31 de outubro de 2008

Mulher

Naquela manhã decidiu pela verdade. Estava apta a sentir essa faca cruel dos fatos, não tinha medo, mentira; claro que sentia, fervia o medo bem abaixo do estômago e o soprava espinha acima, mas mantinha-se bruta e direta.

Através do corredor, das garrafas espalhadas, das imagens da noite anterior, todas aquelas pessoas pelos cantos na sua própria casa, e as luzes, teria ouvido a conversa certa? Ou apenas estava entuchando o peito com motivos para deixá-lo? - Deixá-lo traria a dor do parto de um amor inteiro, o aborto de todas as delícias vividas em conjunto, tudo coado e guardado como mágoa amarga, nem mesmo os próximos poderiam adoçar o sentimento que ela gestava. - Respirou o ar da sala: cigarro.
Pensou logo achar a vassoura, varrer o chão, muito mais, queria lavar a casa toda, a cama e os lençóis. 

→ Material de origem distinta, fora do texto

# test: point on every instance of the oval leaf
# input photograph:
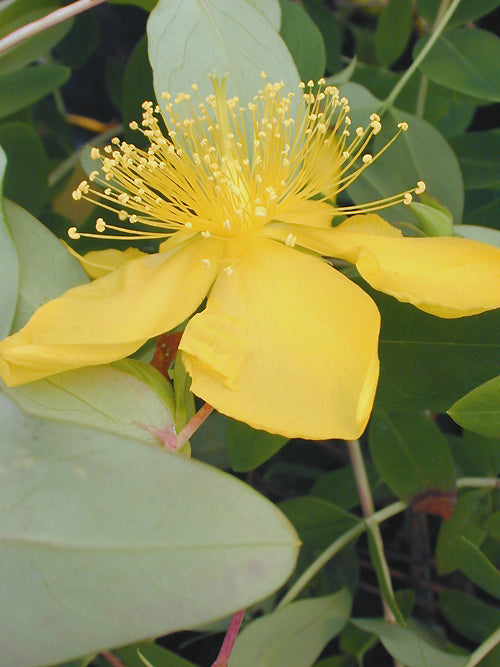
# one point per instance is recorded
(479, 410)
(465, 60)
(46, 268)
(294, 635)
(190, 40)
(95, 529)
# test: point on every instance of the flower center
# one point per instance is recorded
(225, 170)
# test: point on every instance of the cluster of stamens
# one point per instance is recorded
(225, 169)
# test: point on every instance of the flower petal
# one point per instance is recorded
(286, 344)
(310, 213)
(113, 316)
(444, 276)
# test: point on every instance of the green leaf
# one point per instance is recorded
(339, 486)
(468, 615)
(137, 87)
(22, 88)
(95, 528)
(304, 40)
(421, 153)
(393, 30)
(101, 397)
(190, 39)
(294, 635)
(407, 646)
(467, 10)
(30, 49)
(479, 410)
(46, 268)
(411, 454)
(27, 166)
(9, 264)
(473, 563)
(464, 60)
(318, 522)
(428, 362)
(477, 153)
(247, 448)
(470, 511)
(156, 655)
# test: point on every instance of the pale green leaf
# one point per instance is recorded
(104, 542)
(294, 635)
(47, 269)
(9, 264)
(102, 397)
(189, 40)
(479, 410)
(407, 646)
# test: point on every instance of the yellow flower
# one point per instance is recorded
(243, 196)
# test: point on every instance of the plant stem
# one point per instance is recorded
(69, 163)
(55, 17)
(421, 56)
(229, 639)
(487, 646)
(335, 547)
(424, 81)
(368, 507)
(194, 424)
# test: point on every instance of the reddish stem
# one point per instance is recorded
(194, 424)
(229, 639)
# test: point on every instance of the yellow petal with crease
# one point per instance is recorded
(113, 316)
(445, 276)
(286, 344)
(98, 263)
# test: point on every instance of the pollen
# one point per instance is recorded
(226, 168)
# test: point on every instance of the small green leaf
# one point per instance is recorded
(27, 166)
(478, 233)
(304, 40)
(407, 646)
(464, 60)
(190, 39)
(318, 522)
(22, 88)
(477, 153)
(479, 410)
(421, 153)
(428, 362)
(470, 511)
(393, 30)
(468, 615)
(46, 268)
(294, 635)
(96, 527)
(411, 454)
(247, 448)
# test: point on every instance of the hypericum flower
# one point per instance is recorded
(243, 196)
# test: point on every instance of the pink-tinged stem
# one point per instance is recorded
(194, 424)
(112, 659)
(55, 17)
(229, 639)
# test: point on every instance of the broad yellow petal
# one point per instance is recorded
(98, 263)
(286, 344)
(308, 212)
(444, 276)
(113, 316)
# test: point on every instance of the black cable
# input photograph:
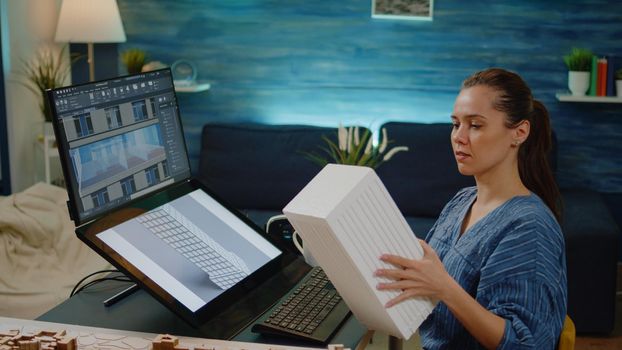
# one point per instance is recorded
(89, 275)
(99, 280)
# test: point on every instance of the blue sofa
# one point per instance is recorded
(260, 168)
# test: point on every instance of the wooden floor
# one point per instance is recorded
(614, 340)
(610, 342)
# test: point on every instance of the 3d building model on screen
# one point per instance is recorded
(118, 151)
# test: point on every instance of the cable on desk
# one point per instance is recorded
(77, 288)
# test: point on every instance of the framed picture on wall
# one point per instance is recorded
(402, 9)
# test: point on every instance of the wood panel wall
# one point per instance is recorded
(322, 62)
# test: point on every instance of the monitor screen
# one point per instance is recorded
(122, 137)
(193, 248)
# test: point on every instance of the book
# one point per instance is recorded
(602, 77)
(347, 219)
(593, 76)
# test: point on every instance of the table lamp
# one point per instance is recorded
(90, 21)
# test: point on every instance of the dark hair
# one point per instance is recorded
(514, 98)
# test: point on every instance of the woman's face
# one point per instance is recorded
(481, 142)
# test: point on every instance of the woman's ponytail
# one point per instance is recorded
(533, 160)
(516, 101)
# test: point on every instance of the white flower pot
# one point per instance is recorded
(578, 82)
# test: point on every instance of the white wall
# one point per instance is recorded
(31, 25)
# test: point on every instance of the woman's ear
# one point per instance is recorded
(521, 132)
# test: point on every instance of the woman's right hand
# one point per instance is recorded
(415, 278)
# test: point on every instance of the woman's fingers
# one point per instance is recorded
(398, 261)
(401, 285)
(403, 296)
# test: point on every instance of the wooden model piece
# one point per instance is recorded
(43, 340)
(14, 339)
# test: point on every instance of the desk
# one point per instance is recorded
(140, 312)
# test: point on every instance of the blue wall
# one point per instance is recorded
(322, 62)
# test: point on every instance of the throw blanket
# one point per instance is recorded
(41, 258)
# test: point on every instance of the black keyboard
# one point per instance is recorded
(312, 311)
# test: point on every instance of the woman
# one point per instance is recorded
(495, 259)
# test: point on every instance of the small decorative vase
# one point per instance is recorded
(578, 82)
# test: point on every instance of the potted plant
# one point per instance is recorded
(579, 63)
(619, 82)
(134, 60)
(355, 149)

Vingativa; queria matar o homem ainda adormecido. Tão intolerante, tão sem graça ali despido, espichado e apolíneo, de uma normalidade tremenda, nada cativo, nem pelo cheiro sentira-se atraída, era tal qual um cadáver, porém quente e macio. Gostoso.

Imersa em monólogos na cozinha, enquanto bebia taças dos fantasmas que ainda passavam pela sua cabeça - a troca de olhares do outro lado do jardim, ainda vívida em sua mente - resolveu não matá-lo, não com facas ou armas, mataria-o de prazer, afogaria a alma dele nela inteira, haveria de se tornar o pesadelo que o levantaria pela noite, a referência para todas as outras que ele usasse como fuga, como rápido consolo.

Pensou e repensou a questão, estava doida por algo que não queria realmente. Não assim enlouquecidamente envolvida, estava ali de pé com os dedos nos lábios úmidos e notou que a hora do almoço estava muito distante. Cedo demais para logo confrontar esses pensamentos doentios que vêm pela manhã.

Voltou para cama e só saiu de lá devidamente saciada; domada por si mesma.

6 de outubro de 2008

Da capo em Vermelho

As largas e confortáveis poltronas da platéia vazia traziam-lhe segurança, via do palco o mundo subjugado, abaixo da sua perfomance, mesmo que fosse ruim, afinal nada havia, e acreditar na inferioridade do vazio é valorizar-se, é crer estar acima da luz ou da escuridão.

Mas estava sob holofotes secos e rígidos que zuniam baixo, dando chance à nuvem de poeira de se fazer presente no ato conforme a dança do ar; não temia o pó, estava era se intrometendo num reino não seu ao se isolar no pequeno teatro vazio. Reinavam as coisas, o piano, os cenários, as cordas e o pó. Não se faz nada em um teatro sem pó. Pés e figurinos devem ficar sujos, e no público deve existir, bem perto do palco, o alérgico.

Ouvia os acordes pelos fones, mas não os sentia, apenas levemente, em vibrações fracas. Se houvesse alguém para tocar o piano sentiria as notas vivas no peito e no chão. Frustou-se após os primeiros minutos levando um rubor encarnado na face pelo esforço e também pela raiva. Raiva do da capo, o inevitável recomeço; tinha executado os passos certos, faltava encontrar a música sem acompanhá-la, fazer um único compasso sem precisar das notas, movia-se em desencontro imperceptível. A exigência da perfeição vinha do couro vermelho das cadeiras, completamente vazias.

Não as enxergava assim. Ficava entre uma visão romântica, quando encontrava o foco e a sincronia, e uma tenebrosa imagem de pesadelo, onde as cores avivavam-se e a música alcançava um ritmo vertiginoso, então caía e praguejava. Da capo.

Chegou à exaustão e nada podia detê-lo naquele momento. Retirou os fones. Faria tudo uma única vez sem a música, sem nada, só.

Ao relaxar o corpo e realizar por completo o exercício, o ensaio pretendido, sabia que enfim estava pronto; até a data da apresentação tudo parecia um intervalo muito grande de coisas inconcluídas, sua obsessão artística ficava clara, e entre aquele que suava nas tardes de platéia vazia e o invejável dançarino sorridente ao final de suas apresentações, havia ainda um homem pleno e conhecedor de si mesmo.

A insegurança sempre existiria, era natural do ser; viver requer mais que os simples caprichos de quando ainda não se é autodidata na vida, assim pensava, assim condicionava aquele período da sua vida.

Aprendera isso, tentar novamente as coisas com uma nova confiança, atrás de grossas cortinas vermelhas, diante do som e do vazio; da capo, até que os sonhos e a realidade se unissem numa única nota e nada pudesse detê-lo.